ECSEL ranked first in F1 on 4 out of 11 datasets and maintained a margin of \(<1\%\) against the best method on 9 datasets. On ILPD, its F1 was 11.36 higher than XGBoost, with a +36.36 point increase in minority recall.

Ablation Study / Interpreter Comparison (OSI e-commerce dataset)¶

Method	Interpreter	Computation Time (s)	Top-3 Features
ECSEL	Exact Exponent	0.1	PVER, SI, PV
LR	LinearSHAP	0.1	PVER, Mo, PR
LR	LIME	5.3	PVER, Mo, PR
RF	TreeSHAP	1.5	PVER, PV, SI
RF	LIME	32.0	PVER, PV, ER
XGBoost	TreeSHAP	0.1	PVER, Mo, SI
XGBoost	LIME	7.7	PVER, PR, ER
MLP	KernelSHAP	28.5	PVER, PR, Mo

Key Findings¶

Structural Dividend: While DGSR is SOTA on the AI Feynman subset, its lack of functional constraints limits recovery to 59%. ECSEL’s signomial prior increases recovery by 37 points while reducing time to 1/7.
Minority Recall Advantage: On ILPD, XGBoost's minority recall was only 6%, whereas ECSEL reached 42%. On PaySim (fraud detection), ECSEL’s F1 exceeded the previous DSC SOTA.
Zero-cost Explanation: Increasing training time slightly (5.5s vs 0.1s for LR) eliminates the need for SHAP/LIME inference. While KernelSHAP took 28.5s for test set explanations on MLP, ECSEL took 0.1s.
Domain Meaningful Equations: On PaySim, \(\beta_{\text{OBO}} = 1.42\) revealed that fraudsters super-linearly target high-value accounts—an actionable insight unavailable from black-box models.

Highlights & Insights¶

"Parameters as Explanation": Unlike GAMs that require plotting partial dependence, ECSEL converts all explanations into algebraic expressions of \(\beta\) and \(z_{c,k}\). Theorem 3.2 formalizes this into "provable interpretability."
Benchmark Observation to Algorithm Design: The method was derived from the empirical observation that nearly half of physics benchmark equations are signomials. This suggests that general methods may be "over-generalizing" structured tasks.
Exponent-based L1 Regularization: Applying L1 to exponents rather than coefficients is a critical detail. This allows for feature selection within each power-law term, providing finer granularity than traditional "term selection."

Limitations & Future Work¶

\(K\) must be specified in advance, which is a constraint in SR. The model still struggles with high-degree univariate polynomials compared to specialized methods.
Limitations: (1) Requires features \(>0\), necessitating affine mappings; (2) for \(K>1\), local attribution reverts to first-order linearization; (3) multi-stage optimization hyperparameters affect equation conciseness; (4) discrete/categorical features are not elegantly handled.
Future work: Learning \(K\) dynamically, constraining exponents to rational subsets for exact SR, and exploring "Mixture-of-signomials."

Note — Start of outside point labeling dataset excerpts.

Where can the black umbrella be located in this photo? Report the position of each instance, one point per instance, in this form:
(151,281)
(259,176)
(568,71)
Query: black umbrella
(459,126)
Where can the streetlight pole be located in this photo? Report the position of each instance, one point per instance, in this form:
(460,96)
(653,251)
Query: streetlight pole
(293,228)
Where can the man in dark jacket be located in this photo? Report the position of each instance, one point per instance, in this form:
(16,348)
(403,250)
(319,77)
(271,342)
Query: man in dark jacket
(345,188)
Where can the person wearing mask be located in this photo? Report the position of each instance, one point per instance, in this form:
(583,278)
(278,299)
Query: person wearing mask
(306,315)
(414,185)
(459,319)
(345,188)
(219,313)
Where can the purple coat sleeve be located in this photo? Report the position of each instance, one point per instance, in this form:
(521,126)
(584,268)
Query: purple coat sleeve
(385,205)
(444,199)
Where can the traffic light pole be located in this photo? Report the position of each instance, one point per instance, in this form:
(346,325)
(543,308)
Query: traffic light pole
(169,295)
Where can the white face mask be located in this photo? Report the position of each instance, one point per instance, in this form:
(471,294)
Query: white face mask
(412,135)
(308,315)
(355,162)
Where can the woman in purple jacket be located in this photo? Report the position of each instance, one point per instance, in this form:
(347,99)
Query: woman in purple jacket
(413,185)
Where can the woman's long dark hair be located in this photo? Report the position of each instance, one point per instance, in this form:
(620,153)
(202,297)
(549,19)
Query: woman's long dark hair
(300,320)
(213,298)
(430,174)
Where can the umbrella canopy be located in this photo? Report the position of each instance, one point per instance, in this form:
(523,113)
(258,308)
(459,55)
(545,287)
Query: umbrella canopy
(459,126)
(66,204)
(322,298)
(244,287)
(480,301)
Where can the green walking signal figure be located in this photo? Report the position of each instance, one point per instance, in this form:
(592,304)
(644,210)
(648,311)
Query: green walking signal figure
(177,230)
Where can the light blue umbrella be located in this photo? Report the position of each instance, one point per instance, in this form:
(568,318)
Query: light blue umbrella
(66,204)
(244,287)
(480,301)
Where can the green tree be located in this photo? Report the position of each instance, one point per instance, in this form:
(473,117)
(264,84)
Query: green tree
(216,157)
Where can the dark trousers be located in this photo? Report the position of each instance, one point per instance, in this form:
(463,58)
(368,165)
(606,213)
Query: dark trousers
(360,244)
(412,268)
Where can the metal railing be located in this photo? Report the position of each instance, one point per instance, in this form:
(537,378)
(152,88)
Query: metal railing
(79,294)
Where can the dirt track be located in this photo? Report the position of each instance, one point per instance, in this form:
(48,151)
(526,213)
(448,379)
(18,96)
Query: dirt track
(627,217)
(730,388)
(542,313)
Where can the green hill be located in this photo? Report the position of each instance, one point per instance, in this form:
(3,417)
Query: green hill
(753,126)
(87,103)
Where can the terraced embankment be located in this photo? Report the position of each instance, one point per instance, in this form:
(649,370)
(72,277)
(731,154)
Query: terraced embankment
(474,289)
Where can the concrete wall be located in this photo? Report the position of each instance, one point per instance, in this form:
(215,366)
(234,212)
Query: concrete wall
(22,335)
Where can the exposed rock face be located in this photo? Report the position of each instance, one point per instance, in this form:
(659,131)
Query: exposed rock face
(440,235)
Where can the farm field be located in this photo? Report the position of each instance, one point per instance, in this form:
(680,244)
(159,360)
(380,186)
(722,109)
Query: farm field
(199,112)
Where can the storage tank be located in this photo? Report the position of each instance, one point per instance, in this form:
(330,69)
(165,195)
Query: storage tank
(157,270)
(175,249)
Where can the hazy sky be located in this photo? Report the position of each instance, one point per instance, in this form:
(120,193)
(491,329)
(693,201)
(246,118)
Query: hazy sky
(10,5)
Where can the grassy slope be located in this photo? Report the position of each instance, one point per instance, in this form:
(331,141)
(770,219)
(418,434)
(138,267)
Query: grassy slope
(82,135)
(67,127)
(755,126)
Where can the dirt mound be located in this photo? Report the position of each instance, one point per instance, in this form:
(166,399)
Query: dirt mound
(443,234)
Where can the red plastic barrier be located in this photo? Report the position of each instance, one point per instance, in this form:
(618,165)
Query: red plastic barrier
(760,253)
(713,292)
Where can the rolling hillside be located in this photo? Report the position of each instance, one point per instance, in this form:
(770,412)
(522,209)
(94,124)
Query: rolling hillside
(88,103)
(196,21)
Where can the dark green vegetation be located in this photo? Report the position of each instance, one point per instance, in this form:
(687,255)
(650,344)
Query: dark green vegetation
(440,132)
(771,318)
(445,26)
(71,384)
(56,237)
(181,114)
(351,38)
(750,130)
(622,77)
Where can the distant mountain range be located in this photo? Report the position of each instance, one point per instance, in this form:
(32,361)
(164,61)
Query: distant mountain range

vs DGSR/NeSymRes/gplearn: These search vast spaces for arbitrary functions, whereas ECSEL explores the signomial subspace. This trade-off yields a 37 point recovery gain at the cost of excluding non-power-law structures (e.g., \(\sin\)).
vs GAM / Neural Additive Models (NAM): GAMs/NAMs are additive and miss multiplicative interactions. ECSEL is multiplicative, naturally handling elasticity in economic or biological features.
vs SHAP/LIME: Post-hoc methods estimate via sampling; ECSEL provides closed-form identities that are faster, deterministic, and provable.
vs KAN (Kolmogorov-Arnold Networks): KAN uses learnable splines and symbolification; ECSEL provides a more constrained but naturally closed-form subspace.

Rating¶

Novelty: ⭐⭐⭐⭐ Reframing signomials as a model class is a significant insight, though individual components are known.
Experimental Thoroughness: ⭐⭐⭐⭐⭐ Comprehensive comparison across 45 SR equations, 11 classification datasets, and multiple interpreters.
Writing Quality: ⭐⭐⭐⭐ Clear structure with rigorous naming/numbering of properties.
Value: ⭐⭐⭐⭐⭐ Provides a true inherently interpretable classifier for high-stakes scenarios with practical evidence from PaySim and OSI.